Recycling von Restmüll: Jeder Beitrag zählt!
„Der einzelne nimmt sich da gerne aus der Verantwortung. Restmüll kann nie mehr so effizient recycelt werden, das maschinelle Nachtportieren ist sehr kostenintensiv“, gibt Lingitz zu bedenken. Zumeist sei es so: „Wo bereits im Haushalt gut vorsortiert wird, gibt es viel seltener Fehlwürfe. Personen, die sich diesem System aber verweigern, sind sehr schwer zu erreichen. Vor allem in Mehrparteienhäusern existiert häufig eine Negativspirale, wenn beobachtet wird, dass andere die Mülltrennung nicht einhalten, die Motivation lässt dann bei allen nach. Dem gilt es entgegenzuwirken.“
- In St. Radegung bei Graz will man das Potenzial von gechipten Tonnen testen.
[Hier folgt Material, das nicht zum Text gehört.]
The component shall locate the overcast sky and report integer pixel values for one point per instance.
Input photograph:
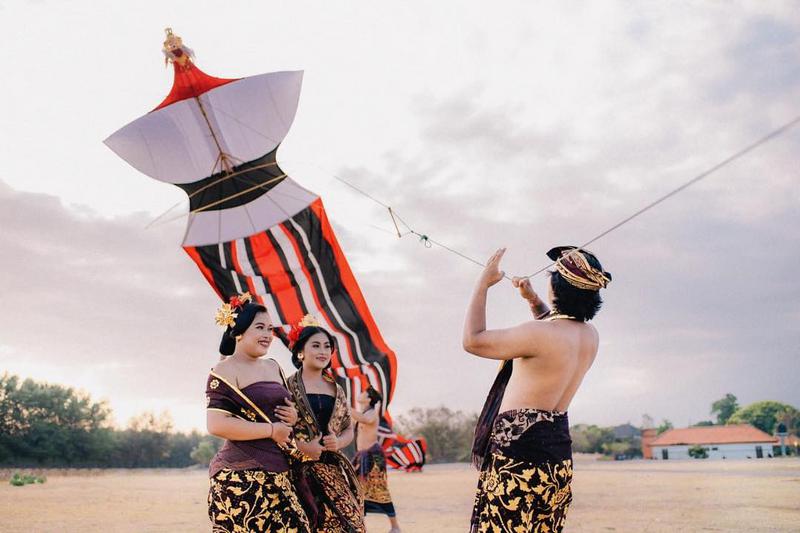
(523, 126)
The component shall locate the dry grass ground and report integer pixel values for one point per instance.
(641, 496)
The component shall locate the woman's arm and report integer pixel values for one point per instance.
(224, 425)
(345, 438)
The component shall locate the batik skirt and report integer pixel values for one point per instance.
(255, 500)
(524, 484)
(338, 507)
(370, 465)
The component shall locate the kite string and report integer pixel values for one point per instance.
(425, 239)
(737, 155)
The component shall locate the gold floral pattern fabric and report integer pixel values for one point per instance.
(347, 515)
(337, 493)
(370, 466)
(255, 500)
(517, 496)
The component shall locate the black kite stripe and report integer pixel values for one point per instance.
(230, 262)
(218, 192)
(340, 298)
(251, 258)
(317, 287)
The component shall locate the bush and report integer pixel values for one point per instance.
(698, 452)
(19, 480)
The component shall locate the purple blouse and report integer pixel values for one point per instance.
(260, 454)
Die Haushalte sollen dann nur jene Restmüllsammlungen bezahlen, die auch wirklich genutzt wurden („PAYT – pay as you throw“).
- In Kumberg werden Sichtontrollen durchgeführt. Die Bewohner erhalten unmittelbares Feedback zu ihrem Trennverhalten.
- In Laßnitzhöhe wird mit personalisierten Vorsammelsäcken gearbeitet. Die Restmüllbehälter werden laufend kontrolliert.
Ein weiteres Projekt, mit dem man Fehlwürfe reduzieren will: das Projekt Smart Village, umgesetzt von Saubermacher und Partnern in Riegersburg und in Feldkirchen. Sensoren scannen hier den Müll, während er in den Müllwagen geladen wird.